Vejo o meu sofrimento, a pena que tenho de mim mesmo em ter sofrido, o tempo que passei a ter pena de mim mesmo e não fazer nada para mudar.


Vejo o meu sofrimento pelas escolhas erradas que fiz contra o meu próprio coração, o meu próprio sentir, os meus sentimentos de culpa em ter escolhido o errado quando sabia o que era o certo, em ter ido pelo caminho mais fácil porque é o mais cómodo quando eu sei que o caminho mais fácil nunca é o correcto.


Em ter perferido o trabalho, a carreira, aos afectos...em ter perferido as ilusões as mentiras, as verdades sentidas como verdadeiras....em ter perferido passar por esta vida e ter desperdiçado tantos momentos e instantes em vez de os aproveitar a simplesmente vive-los e senti-los...


Enquanto chorava...enquanto olhava para o tanto que desperdiçei neste momento único e mágico que é o milagre da vida..enquanto isso....senti-me desolado....senti-me com uma enorme responsabilidade em ter escolhido o que escolhi, em ter vivido como vivi, em me ter lamentado tantas vezes como me lamentei, em ter chorado por pena de mim mesmo tantas vezes como chorei, em ter escolhido acreditar sempre nos mesmos sonhos e ilusões em vez de os ir amadurecendo e os transformando e lutando por eles.....


Fiquei tão desolado que cai de joelhos em frente à arca...olhei para o tecto...e pensei para mim mesmo o que fiz eu à minha vida....
O tecto deixou de ser tecto....e um vulto que me acalmou cheio de luz desceu até mim pegou-me ao colo e levou-me para fora da sala....regressando à entrada das duas portas....o vulto sussurou-me ao ouvido...entra na outra porta e verás como tudo seria mais fácil....

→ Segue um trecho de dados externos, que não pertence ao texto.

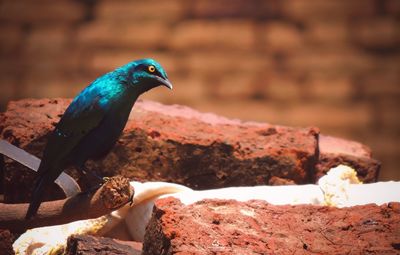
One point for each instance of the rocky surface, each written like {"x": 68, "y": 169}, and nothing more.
{"x": 6, "y": 240}
{"x": 255, "y": 227}
{"x": 178, "y": 144}
{"x": 87, "y": 244}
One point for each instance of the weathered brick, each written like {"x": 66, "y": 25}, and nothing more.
{"x": 379, "y": 33}
{"x": 137, "y": 35}
{"x": 10, "y": 38}
{"x": 228, "y": 34}
{"x": 218, "y": 63}
{"x": 48, "y": 39}
{"x": 282, "y": 89}
{"x": 278, "y": 36}
{"x": 220, "y": 9}
{"x": 327, "y": 34}
{"x": 312, "y": 10}
{"x": 42, "y": 11}
{"x": 327, "y": 88}
{"x": 133, "y": 11}
{"x": 221, "y": 226}
{"x": 330, "y": 61}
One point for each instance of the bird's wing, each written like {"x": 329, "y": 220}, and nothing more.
{"x": 79, "y": 119}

Então entrei na outra porta...e era um enorme jardim...com um lindo lago bem tranquilo e calmo...e perto de uma bela árvore estava uma arca bem mais pequena do que a da outra sala....esta arca era de madeira e parecia bem mais frágil; além disso não tinha qualquer cadeado....abri a arca e sairam borboletas lindas...com cores tropicais...e elas traziam consigo as minhas mais belas recordações....


O amor da minha familia, o amor dos meus filhos....o amor do meu amor....os tantos momentos no mar e com a lua cheia....os mergulhos com alma que dei no mar em que me encontrei e te encontrei também........os tantos momentos de partilha.....os afectos intensos e temperados mas sempre genuinos e verdadeiros....sentimentos belos....sentimentos....nesta arca também estavam sofrimentos...mas estes sofrimentos ao contrários dos outros não me faziam mal, nem me faziam desperdiçar a minha vida, pois fizeram-me evoluir e progredir....afinal todas as recordações carregadinhas de afectos variados...

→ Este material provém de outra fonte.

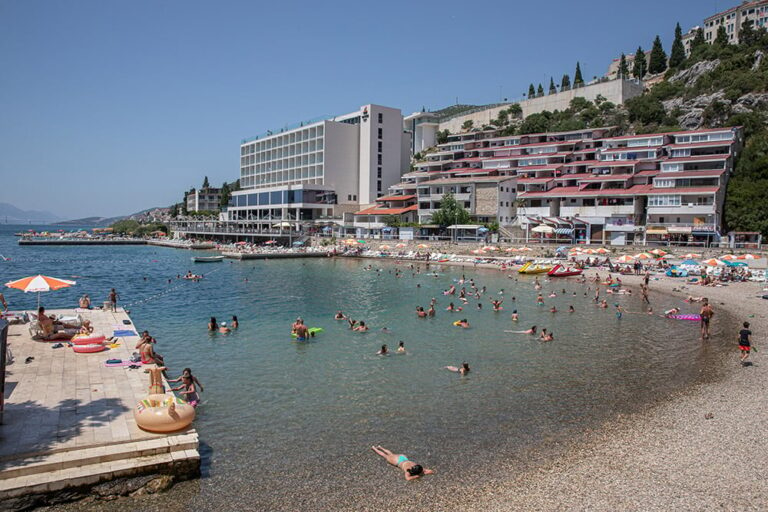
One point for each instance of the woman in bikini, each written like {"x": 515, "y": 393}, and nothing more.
{"x": 410, "y": 468}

Poderia escrever tantas coisas....mas por mais que eu escrevesse ficaria sempre tanto por dizer....a mensagem que quero aqui deixar é que a vida faz-se vivendo...amando....lutando por viver...acreditando de coração e com muita fé no amor verdadeiro....isolarmo-nos por medo....ter pena de nós mesmos....sofrer sozinho para não incomodar ninguém.....ter medo de explusar os fantasmas.....queixarmo-nos a Deus que não tivemos na nossa vida o sopro mágico do amor....de nada vale se não tivermos a coragem de aceitar a enorme responsabilidade que temos na vida que levamos, nas escolhas que fazemos e nos sofrimentos que escolhemos guardar para não os resolver....


No fim da vida....de nada vale dizermos que deviamos ter escolhido o amor se de facto não o escolhemos, de nada vale dizermos que deviamos ter amado mais os nossos filhos se de facto não amamos, que deviamos ter vivido sem medo se de facto não vivemos.....o que importa é que enquanto estivermos vivos façamos com coragem a coisa mais simples da vida, e que por vezes nos esquecemos...que é simplesmente viver......


Dinheiro....carros....casas....carreiras....profissões....sonhos....ilusões....fantasmas....eternas indecisões....sentimentos de culpa....solidão....pena....sentimento excessivo de posse....amarguras....sofrimentos que nos fazem desperciçar a vida e nos fazem esquecer de vivê-la com simplicidade e muita verdade....sejam eternamente felizes é o que voz desejo do fundo do meu coração e da minha alma....mas não se esqueçam que para isso tem uma enerme responsabilidade...o de não perder a simplicidade e a verdade da vossa essência.